The exhibition featured experimental paintings, such as artwork inspired by her family and fanfiction. (Anna Choi • The Student Life)

“It’s just very exploratory,” Wang said of the artwork. “I’ve always wanted to paint something that imitated how the camera works and blurs things. I felt like that’d be a technical challenge.” 

“Studies of Women” also focused on fanfiction through a feminine lens, with part of Wang’s work reimagining characters from shows such as “Sherlock” and “Arcane” and films like “Lady Bird” through graphite renderings. Wang’s passion for fanfiction often makes these illustrations complex and imaginative.

“I really love how fanfiction is actually very female dominant,” Wang said. “You get topics in fanfiction that you don’t normally get in other books because it’s reflective of the real world events that are happening right now.” 

Wang noted that students who visited her exhibition were particularly drawn to fanart of their favorite TV characters, such as “Jinx (2022), an acrylic rendering of Jinx, a protagonist in Netflix’s new series “Arcane” and the League of Legends franchise.

“I think people are really fascinated by [the fan art],” Wang said. “I love the reactions I get to the Jinx painting because that came out like a month ago. And they freak out that I painted Jinx.”

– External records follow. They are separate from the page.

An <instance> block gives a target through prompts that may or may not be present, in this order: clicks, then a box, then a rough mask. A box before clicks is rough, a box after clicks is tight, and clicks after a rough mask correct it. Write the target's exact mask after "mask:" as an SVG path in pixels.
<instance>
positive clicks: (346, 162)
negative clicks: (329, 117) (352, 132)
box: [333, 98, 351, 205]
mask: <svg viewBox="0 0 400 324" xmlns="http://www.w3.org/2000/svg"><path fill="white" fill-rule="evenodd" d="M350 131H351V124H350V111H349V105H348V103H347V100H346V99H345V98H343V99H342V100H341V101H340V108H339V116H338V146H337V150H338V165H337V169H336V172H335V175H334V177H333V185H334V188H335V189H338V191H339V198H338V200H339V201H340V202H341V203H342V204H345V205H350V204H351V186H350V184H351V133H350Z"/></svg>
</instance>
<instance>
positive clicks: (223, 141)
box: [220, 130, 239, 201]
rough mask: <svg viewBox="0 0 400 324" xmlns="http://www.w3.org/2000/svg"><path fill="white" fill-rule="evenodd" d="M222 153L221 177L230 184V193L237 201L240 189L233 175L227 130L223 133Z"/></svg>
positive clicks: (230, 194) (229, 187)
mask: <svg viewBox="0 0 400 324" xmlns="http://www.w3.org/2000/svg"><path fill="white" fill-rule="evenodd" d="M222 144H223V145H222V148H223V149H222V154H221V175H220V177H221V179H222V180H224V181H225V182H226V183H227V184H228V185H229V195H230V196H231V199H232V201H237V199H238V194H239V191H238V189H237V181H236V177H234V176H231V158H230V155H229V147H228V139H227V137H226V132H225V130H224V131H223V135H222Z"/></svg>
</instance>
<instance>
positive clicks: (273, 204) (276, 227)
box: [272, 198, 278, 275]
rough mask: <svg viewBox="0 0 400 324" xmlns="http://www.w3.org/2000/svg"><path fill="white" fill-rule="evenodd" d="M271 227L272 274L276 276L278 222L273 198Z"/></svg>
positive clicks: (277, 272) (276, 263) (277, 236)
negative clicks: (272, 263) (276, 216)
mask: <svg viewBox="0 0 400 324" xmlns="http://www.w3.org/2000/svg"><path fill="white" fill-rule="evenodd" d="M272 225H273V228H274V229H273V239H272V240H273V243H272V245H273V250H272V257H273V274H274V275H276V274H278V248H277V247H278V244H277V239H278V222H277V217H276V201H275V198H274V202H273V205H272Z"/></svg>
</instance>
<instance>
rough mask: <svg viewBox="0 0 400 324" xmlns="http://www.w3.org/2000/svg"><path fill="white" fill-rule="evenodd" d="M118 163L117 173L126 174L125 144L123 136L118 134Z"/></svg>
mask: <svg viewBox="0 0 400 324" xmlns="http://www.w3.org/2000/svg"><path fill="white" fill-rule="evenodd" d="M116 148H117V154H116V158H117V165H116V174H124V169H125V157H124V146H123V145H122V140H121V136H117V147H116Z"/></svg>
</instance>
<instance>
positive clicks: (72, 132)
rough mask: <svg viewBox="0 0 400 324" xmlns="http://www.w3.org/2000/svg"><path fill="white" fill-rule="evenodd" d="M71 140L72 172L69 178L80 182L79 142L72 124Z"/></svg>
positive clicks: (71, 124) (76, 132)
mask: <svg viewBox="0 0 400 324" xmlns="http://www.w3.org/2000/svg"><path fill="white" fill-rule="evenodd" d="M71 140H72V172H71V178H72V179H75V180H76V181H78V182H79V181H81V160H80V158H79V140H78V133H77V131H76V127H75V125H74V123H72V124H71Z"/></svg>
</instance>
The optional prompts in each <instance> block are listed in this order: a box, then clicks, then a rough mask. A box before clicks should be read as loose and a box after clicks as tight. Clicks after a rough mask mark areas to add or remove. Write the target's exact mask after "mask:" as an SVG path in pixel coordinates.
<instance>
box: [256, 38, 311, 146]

In both her themes and media, which range from graphite sketches to mixed media collages, Wang’s artwork displays immense variety, as Wang enjoys exploring different ideas and techniques through creative expression.

“I just love changing,” Wang said. “Each time I draw something new, I’m kind of always changing, adapting. And I think it makes it more fun because I don’t want to stay in one box. Because then it gets boring.”

Waverly Wang — Studies of Women opened Feb. 7 at Harvey Mudd’s Sprague Gallery and closes today.